Since Vrrs set up his Black Venison label in 2014, he’s focused on releasing modern house bombs with class – music that can detonate a dancefloor without sacrificing its subtlety or distinctive voice. Since his own Benz EP inaugurated the label, more impressive volleys have come courtesy of Gnork and Route 8 under his Quake-inspired Q3A alias. Now the boss man returns for a second outing, topping his Chicago-referencing house stylings with an impressive level of polish.
The record splits evenly down the middle into club weapons and more evenly paced rollers. Brique is the main event, building up tension with moody keys and an eternal diva cry ripped straight from 90s rave. The song’s structure is utterly conventional and aims straight for the peak-time jugular, but Vrrs knows not to overdo it, grounding the kick with a dose of grit and pulling back from an anticipated drop into a stripped drum workout. Remix duties are given to Hungarian producer and Farbwechsel co-owner S. Olbricht, who almost steals the show by diving fully into the original’s rave atmosphere, all confrontational square basslines and thundering breakbeats.

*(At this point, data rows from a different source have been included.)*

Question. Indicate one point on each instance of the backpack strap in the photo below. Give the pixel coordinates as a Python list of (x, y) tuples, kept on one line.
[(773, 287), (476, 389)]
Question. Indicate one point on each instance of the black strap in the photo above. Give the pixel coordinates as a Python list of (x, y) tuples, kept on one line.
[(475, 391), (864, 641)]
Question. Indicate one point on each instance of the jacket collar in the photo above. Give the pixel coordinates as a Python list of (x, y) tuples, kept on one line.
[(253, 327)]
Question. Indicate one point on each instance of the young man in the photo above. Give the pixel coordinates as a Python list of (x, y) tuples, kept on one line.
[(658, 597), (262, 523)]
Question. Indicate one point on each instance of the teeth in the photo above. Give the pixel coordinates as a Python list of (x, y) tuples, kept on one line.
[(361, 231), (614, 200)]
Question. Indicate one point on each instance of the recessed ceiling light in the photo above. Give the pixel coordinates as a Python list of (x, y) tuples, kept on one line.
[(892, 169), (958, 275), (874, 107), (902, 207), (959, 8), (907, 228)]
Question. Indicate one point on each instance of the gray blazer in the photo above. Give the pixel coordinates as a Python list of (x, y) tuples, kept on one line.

On the flip Vrrs steps back to a more restrained pace, plying his tracks with rich, dreamy synthwork and lovelorn vocal snips. Innerside is a particularly gentle trip but still shows off the producer’s attention to detail, its final minutes adorned with a fresh synth motif and a loose-limbed break. Gonnaarp offers more to chew on, where a diving bassline anchors twinkling keys and fine, detailed percussion. Vrrs’ second 12” perfectly shows the unfussy appeal of Black Venison – tracks that show there’s life yet in traditional house moulds.